MELBOURNE University’s acting vice-chancellor Professor Peter McPhee says student squatters occupying its buildings have cost the university “many thousands of dollars” which could have been better spent on student rent subsidies.

Earlier this year, the university won the fight to evict the 20 student squatters who moved into the university-owned Faraday St terrace homes in Carlton last August and formed the Student Housing Action Co-operative (SHAC).

Victoria Police had no choice but to forcibly remove the students in an early-morning operation on January 14 after they ignored the Supreme Court’s January 8 eviction deadline.

With nowhere to go, the students camped on the footpath in protest.
Professor McPhee said the students’ actions were “completely unacceptable” and a poor reflection to the wider community.

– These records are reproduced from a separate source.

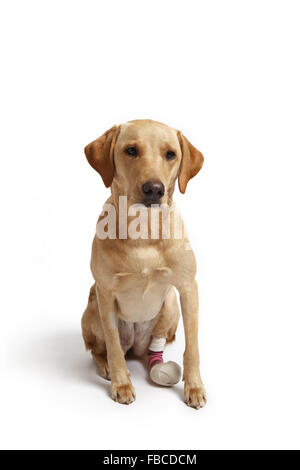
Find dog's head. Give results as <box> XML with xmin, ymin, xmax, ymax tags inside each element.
<box><xmin>84</xmin><ymin>120</ymin><xmax>204</xmax><ymax>206</ymax></box>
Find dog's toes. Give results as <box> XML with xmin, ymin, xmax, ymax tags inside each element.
<box><xmin>184</xmin><ymin>383</ymin><xmax>206</xmax><ymax>410</ymax></box>
<box><xmin>112</xmin><ymin>383</ymin><xmax>135</xmax><ymax>405</ymax></box>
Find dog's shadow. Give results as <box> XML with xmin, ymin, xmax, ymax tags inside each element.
<box><xmin>21</xmin><ymin>331</ymin><xmax>182</xmax><ymax>396</ymax></box>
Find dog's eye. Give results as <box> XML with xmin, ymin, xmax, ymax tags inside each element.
<box><xmin>125</xmin><ymin>147</ymin><xmax>137</xmax><ymax>157</ymax></box>
<box><xmin>166</xmin><ymin>150</ymin><xmax>176</xmax><ymax>160</ymax></box>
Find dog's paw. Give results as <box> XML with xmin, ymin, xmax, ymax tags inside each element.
<box><xmin>184</xmin><ymin>383</ymin><xmax>206</xmax><ymax>410</ymax></box>
<box><xmin>111</xmin><ymin>383</ymin><xmax>135</xmax><ymax>405</ymax></box>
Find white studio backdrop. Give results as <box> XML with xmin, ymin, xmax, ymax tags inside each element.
<box><xmin>0</xmin><ymin>0</ymin><xmax>300</xmax><ymax>449</ymax></box>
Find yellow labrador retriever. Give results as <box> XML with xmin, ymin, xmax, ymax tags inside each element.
<box><xmin>82</xmin><ymin>120</ymin><xmax>206</xmax><ymax>409</ymax></box>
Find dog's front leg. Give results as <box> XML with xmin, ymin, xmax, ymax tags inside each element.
<box><xmin>96</xmin><ymin>286</ymin><xmax>135</xmax><ymax>404</ymax></box>
<box><xmin>180</xmin><ymin>280</ymin><xmax>206</xmax><ymax>409</ymax></box>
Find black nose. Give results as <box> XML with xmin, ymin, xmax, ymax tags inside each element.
<box><xmin>142</xmin><ymin>180</ymin><xmax>165</xmax><ymax>203</ymax></box>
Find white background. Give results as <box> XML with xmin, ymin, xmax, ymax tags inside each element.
<box><xmin>0</xmin><ymin>0</ymin><xmax>300</xmax><ymax>449</ymax></box>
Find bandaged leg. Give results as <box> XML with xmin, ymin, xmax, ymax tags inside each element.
<box><xmin>148</xmin><ymin>336</ymin><xmax>181</xmax><ymax>387</ymax></box>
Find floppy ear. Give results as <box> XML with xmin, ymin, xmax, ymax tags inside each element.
<box><xmin>177</xmin><ymin>131</ymin><xmax>204</xmax><ymax>194</ymax></box>
<box><xmin>84</xmin><ymin>126</ymin><xmax>120</xmax><ymax>188</ymax></box>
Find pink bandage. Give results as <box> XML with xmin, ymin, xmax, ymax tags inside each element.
<box><xmin>148</xmin><ymin>349</ymin><xmax>164</xmax><ymax>370</ymax></box>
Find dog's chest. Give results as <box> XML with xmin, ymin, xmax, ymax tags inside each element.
<box><xmin>113</xmin><ymin>248</ymin><xmax>172</xmax><ymax>322</ymax></box>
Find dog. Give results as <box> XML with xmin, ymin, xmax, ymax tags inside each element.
<box><xmin>82</xmin><ymin>120</ymin><xmax>206</xmax><ymax>409</ymax></box>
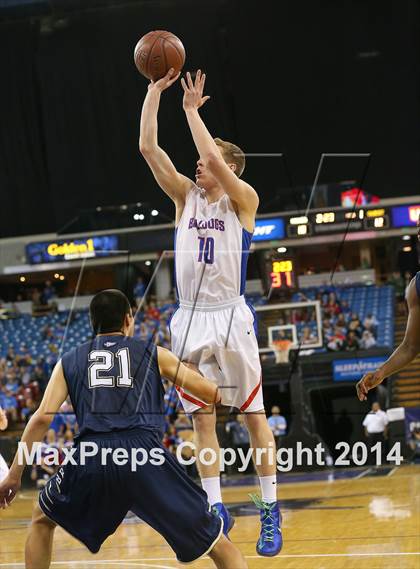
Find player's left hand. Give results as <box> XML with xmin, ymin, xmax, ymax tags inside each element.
<box><xmin>0</xmin><ymin>473</ymin><xmax>21</xmax><ymax>510</ymax></box>
<box><xmin>181</xmin><ymin>69</ymin><xmax>210</xmax><ymax>111</ymax></box>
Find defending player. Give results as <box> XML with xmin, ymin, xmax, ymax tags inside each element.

“This is university property and it’s not for any group of staff, or students, or anybody else, to say ‘oh whoopee we found a vacant building, this is where we’re going to live’.

“Even if your motives are well-intentioned, that is actually not a very good message.

“It would send a message that if you see something that you like, and it belongs to someone else that isn’t using it, that you can take it,” he said.

He said the university was not opposed to student co-operatives and had offered the squatters rental accommodation, large enough for the group, at a subsidised cost.

But SHAC spokesman James Field rejected the offer and said it was merely a band-aid solution.

“It wasn’t really an offer; it was more of an ultimatum.

“It was going to source funds from existing housing funds, so it doesn’t actually significantly change the amount of support the University gives to students in need – it just changes where that money goes to,” Mr Field said.

He said there were between 200 and 400 homeless students at the University of Melbourne, according to a Melbourne University survey conducted in July last year.

“The University had no plans for those buildings, they were empty buildings for three and a half years, uninhabitable in the midst of a rental crisis.”

He said the groups’ intentions were not to simply dwell in the properties, but to “make a concrete response to an ongoing crisis”.

“Accommodation are issues that international students, local students, undergraduates, postgraduates, people at University, people at TAFE, everybody faces.

“Rental prices are really high, and students’ incomes can’t meet this, so people like this end up on Faraday St.

“People need to be able to meet their need to housing, need to be able to have their student rights to shelter, be respected and recognised,” he said.

The Faraday terraces are expected to become a new information hub for Melbourne University students.